最近、母といると、「お嫁さんですか」と良く聞かれる。母と似ていないのだろうか、とぐらいにしか、頭になかった。

 今日は、松竹座で上演中の、「寿初春歌舞伎」昼の部に、母のお供で。その帰り道、母はいつものように、近くにある「茜屋」というおかき屋さんで、立ち止まり、おみやげに、と言って、好みのおかきを選んで買った。店の人が「お嫁さんですか?」と聞くので、「親子です。」と答えると、「いいですね。親子で。」と言葉が帰って来た。

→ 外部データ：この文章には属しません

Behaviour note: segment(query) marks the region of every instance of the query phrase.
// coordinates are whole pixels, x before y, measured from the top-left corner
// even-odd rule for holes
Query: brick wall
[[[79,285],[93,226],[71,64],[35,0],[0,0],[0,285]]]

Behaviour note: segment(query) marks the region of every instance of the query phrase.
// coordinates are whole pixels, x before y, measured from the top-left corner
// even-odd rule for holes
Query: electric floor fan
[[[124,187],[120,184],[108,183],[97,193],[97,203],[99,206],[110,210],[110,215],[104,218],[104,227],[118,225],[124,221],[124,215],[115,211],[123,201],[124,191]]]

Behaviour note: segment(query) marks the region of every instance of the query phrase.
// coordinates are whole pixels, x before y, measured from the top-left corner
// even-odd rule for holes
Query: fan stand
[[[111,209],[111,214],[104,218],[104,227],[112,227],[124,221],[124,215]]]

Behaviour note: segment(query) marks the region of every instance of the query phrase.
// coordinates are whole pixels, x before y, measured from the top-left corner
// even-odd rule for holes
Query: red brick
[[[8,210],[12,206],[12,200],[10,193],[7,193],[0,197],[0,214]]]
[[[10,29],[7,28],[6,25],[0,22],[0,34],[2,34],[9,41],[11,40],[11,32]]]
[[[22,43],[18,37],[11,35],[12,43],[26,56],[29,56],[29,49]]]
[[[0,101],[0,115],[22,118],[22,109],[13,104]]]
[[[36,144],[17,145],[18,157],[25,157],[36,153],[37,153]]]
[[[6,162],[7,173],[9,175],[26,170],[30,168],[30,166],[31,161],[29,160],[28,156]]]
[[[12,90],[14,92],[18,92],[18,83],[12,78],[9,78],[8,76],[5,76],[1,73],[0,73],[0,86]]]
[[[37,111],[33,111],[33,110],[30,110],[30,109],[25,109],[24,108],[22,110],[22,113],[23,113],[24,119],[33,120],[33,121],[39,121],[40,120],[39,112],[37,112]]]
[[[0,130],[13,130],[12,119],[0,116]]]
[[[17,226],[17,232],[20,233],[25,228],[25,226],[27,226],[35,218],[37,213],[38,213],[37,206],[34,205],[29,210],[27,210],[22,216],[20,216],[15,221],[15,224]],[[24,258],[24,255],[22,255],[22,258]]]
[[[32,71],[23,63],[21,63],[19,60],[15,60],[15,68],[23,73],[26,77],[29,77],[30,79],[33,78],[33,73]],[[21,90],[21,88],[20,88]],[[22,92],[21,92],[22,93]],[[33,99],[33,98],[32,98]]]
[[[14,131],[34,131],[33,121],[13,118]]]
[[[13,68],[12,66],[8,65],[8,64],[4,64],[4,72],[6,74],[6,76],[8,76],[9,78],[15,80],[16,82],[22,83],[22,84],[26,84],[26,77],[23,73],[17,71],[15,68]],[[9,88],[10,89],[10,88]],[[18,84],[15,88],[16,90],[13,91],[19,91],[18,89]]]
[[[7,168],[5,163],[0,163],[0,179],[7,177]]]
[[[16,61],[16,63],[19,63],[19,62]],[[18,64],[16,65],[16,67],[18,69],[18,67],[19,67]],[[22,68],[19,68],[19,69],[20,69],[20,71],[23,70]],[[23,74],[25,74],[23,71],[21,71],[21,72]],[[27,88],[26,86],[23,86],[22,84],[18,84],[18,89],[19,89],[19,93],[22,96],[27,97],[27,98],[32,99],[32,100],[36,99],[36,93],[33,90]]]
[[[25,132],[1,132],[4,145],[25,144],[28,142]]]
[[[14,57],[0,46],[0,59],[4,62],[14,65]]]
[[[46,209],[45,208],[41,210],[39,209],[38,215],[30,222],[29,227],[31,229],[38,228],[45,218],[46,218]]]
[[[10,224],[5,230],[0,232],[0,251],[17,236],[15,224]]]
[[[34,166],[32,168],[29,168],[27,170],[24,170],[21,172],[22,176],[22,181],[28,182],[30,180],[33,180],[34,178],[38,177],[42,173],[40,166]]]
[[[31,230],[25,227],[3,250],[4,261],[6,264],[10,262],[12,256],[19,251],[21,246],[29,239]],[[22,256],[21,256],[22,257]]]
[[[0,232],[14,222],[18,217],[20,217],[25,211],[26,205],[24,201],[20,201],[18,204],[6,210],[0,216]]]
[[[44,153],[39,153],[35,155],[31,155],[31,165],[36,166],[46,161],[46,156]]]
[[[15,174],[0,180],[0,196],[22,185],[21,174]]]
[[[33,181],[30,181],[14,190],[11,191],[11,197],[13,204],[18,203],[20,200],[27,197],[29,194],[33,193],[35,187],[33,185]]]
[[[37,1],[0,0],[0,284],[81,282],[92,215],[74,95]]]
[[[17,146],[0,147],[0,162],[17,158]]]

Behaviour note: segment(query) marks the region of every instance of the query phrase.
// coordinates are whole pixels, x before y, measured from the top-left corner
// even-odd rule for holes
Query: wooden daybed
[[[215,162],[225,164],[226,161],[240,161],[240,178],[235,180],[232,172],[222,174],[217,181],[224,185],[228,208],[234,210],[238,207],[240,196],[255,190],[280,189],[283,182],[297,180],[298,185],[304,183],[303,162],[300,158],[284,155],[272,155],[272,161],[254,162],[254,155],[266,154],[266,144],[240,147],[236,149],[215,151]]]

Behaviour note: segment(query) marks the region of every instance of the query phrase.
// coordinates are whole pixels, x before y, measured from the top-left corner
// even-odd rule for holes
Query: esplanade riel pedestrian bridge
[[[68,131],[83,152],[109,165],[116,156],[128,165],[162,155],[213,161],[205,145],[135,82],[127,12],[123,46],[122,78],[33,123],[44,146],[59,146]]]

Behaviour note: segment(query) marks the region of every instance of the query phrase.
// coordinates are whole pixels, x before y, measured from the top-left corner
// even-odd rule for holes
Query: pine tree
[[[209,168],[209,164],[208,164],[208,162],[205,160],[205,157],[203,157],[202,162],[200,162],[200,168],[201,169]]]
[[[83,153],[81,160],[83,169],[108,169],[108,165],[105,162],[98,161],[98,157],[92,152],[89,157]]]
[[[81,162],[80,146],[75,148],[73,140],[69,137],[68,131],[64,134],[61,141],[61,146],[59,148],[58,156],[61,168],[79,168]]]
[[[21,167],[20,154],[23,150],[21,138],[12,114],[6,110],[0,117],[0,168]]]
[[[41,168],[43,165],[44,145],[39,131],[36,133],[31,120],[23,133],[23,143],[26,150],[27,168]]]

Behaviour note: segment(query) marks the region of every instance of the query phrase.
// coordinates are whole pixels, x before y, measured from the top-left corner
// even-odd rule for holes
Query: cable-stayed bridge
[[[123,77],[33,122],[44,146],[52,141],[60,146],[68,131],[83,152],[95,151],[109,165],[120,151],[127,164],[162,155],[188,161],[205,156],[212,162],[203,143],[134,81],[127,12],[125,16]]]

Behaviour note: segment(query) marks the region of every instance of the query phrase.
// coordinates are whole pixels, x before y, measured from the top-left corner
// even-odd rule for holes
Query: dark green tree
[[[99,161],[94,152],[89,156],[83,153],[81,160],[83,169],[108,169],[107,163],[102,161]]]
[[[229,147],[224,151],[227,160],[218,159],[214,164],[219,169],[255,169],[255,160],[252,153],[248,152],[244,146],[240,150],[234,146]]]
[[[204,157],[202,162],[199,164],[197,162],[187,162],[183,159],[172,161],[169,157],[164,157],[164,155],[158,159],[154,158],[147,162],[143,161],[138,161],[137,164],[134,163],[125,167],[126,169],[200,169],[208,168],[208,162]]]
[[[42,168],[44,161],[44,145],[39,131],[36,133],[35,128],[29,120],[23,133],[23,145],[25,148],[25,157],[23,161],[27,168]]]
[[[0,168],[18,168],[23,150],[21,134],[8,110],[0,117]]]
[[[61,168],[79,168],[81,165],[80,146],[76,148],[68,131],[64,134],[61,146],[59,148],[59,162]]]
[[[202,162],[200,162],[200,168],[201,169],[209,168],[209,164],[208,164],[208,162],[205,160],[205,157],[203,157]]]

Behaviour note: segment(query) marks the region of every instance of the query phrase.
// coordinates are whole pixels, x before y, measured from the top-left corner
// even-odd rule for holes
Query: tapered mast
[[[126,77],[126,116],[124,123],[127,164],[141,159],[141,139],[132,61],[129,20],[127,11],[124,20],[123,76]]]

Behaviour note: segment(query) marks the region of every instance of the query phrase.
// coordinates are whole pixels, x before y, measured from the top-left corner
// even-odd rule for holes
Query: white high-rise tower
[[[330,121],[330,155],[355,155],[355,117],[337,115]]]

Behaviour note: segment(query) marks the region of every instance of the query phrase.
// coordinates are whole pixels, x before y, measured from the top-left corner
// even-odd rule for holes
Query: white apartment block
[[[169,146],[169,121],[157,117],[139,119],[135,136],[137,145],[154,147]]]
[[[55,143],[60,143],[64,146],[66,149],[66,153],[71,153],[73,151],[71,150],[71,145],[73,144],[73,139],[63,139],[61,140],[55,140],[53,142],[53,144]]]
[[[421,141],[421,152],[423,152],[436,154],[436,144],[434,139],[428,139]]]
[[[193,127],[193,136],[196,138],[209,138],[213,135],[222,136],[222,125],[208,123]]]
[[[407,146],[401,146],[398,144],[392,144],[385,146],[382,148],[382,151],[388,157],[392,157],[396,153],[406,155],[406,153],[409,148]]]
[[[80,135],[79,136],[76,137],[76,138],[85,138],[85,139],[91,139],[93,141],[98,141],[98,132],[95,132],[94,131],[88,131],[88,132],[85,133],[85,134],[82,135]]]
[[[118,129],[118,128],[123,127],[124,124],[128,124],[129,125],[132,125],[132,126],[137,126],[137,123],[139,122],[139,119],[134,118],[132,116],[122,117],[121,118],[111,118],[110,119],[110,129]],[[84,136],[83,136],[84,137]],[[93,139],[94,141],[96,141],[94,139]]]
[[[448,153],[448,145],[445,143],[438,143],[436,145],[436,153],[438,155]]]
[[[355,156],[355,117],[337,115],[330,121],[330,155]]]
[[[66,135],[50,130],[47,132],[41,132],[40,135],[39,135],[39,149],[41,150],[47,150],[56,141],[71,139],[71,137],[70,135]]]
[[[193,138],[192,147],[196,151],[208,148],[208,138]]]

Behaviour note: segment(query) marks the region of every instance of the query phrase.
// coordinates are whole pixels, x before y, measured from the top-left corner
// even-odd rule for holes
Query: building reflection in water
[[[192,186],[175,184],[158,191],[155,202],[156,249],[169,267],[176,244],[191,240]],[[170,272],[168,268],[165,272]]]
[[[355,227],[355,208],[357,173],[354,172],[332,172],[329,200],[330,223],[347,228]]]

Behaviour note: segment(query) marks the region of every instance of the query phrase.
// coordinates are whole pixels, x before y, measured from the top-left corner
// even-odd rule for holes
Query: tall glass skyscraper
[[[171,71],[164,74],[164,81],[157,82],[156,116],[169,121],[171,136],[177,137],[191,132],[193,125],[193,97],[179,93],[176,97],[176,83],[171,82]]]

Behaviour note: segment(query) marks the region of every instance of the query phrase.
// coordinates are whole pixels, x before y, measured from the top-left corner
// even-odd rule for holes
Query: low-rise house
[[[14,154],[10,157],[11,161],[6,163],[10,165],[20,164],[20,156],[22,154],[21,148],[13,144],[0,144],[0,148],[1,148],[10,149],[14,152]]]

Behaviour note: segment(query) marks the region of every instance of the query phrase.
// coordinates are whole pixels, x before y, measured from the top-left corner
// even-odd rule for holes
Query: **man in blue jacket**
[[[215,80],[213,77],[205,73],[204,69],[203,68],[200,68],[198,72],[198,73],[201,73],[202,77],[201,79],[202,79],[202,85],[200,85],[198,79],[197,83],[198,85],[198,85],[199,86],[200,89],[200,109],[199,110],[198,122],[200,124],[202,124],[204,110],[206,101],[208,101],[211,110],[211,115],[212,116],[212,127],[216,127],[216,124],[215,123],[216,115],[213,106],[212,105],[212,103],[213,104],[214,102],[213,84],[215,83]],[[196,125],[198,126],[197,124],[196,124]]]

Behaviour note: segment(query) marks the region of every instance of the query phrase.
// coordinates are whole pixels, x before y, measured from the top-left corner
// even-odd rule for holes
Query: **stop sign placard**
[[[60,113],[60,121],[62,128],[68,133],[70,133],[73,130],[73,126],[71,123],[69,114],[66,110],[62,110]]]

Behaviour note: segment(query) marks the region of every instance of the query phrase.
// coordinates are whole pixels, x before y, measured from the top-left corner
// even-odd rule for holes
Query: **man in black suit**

 次に行った店でも、「お嫁さんですか?」と聞かれた。同じように、親子です、と返事をすると、「譲り合って、遠慮しておられるから、お嫁さんかと思いました。」と言われた。デイセンターに、いつも同じ服では、と私が服を勧め、母は、「私は、着るものが一杯あるから、あなたが着たら?あなたに買ってあげる。」と言い、「私はいらないのよ。お母さんに良く似合ってる。」といつもこの調子で、お互いが、いらない、いらないと譲り合っているからだった。おかきの店でもそう。母は私に買ってあげるというが、、「私はいいから。」と断っていた。店の人の身になれば、少しでも沢山買ってくれた方が良いに決まってるから、これは義理の仲で、遠慮しているのだろうと思ったのだろう。レストランに入ると、私は、母が食べたいものと思い、母は、私に合わせようという意識が働くので、注文を聞きに来る人が、「じゅ、又後で聞きに来ます。」と言ってくれることが多い。

 母と私が決定的に違う点がある。母は私よりもずっと謙虚なのだ。私は息子に、自分の事をつい「お母さんが、」と言ってししまう。

母は決して、「お母さんは」なんて偉そうな言い方はしない。常に「私は」だ。

見習わなくては、と思いつつ、つい「お母さんは」が出てしまう。

 

 私と息子もまたお互いに遠慮して譲り合う、レストラン。今日は、どこ、明日はどこ、と言う風に会社帰りに待ち合わせをして食べに行く。息子は、母親がせっかく来たのだから、美味しい物、喜ぶ物を食べさせたいと思う。私は、彼が普段は、そう外食も出来ないだろうから、息子が食べたいものを、と互いを気遣う。それなのに、出来の悪い私は「余り美味しくなかったわね。」などと言って息子の気を悪くすることがある。母も息子も、決してそんなことは言わない。「美味しかった」としか言わない。 何かをすれば、必ず「ありがとう」という言葉が付随する。私も息子に見習って、「ありがとう」と言わなければ、と思うのに、心でそう思ってなければ、自然に出て来る言葉ではない。

 

赤塚不二男のお葬式で、森田さんが、「ありがとうという、他人行儀な言葉はいやで使わなかった。」と言っていた。

美輪明宏は、「親子の「付き合いについて、いくら親しくても、土足で踏み込むような関係はだめ。親しき仲にも礼儀あり。お互いの人格を尊重しあって、距離を置いて付き合わないとだめです。」と言っていた。

どちらの言い分にも、なるほどと説得力を感じるけれど、そういう事は、こうしようと思ってしているのではなさそう。そういう教育、育ちから来るものなのだろう。お嫁さん?と言われるように、母と私、との関係は、そういう距離があるのだろう。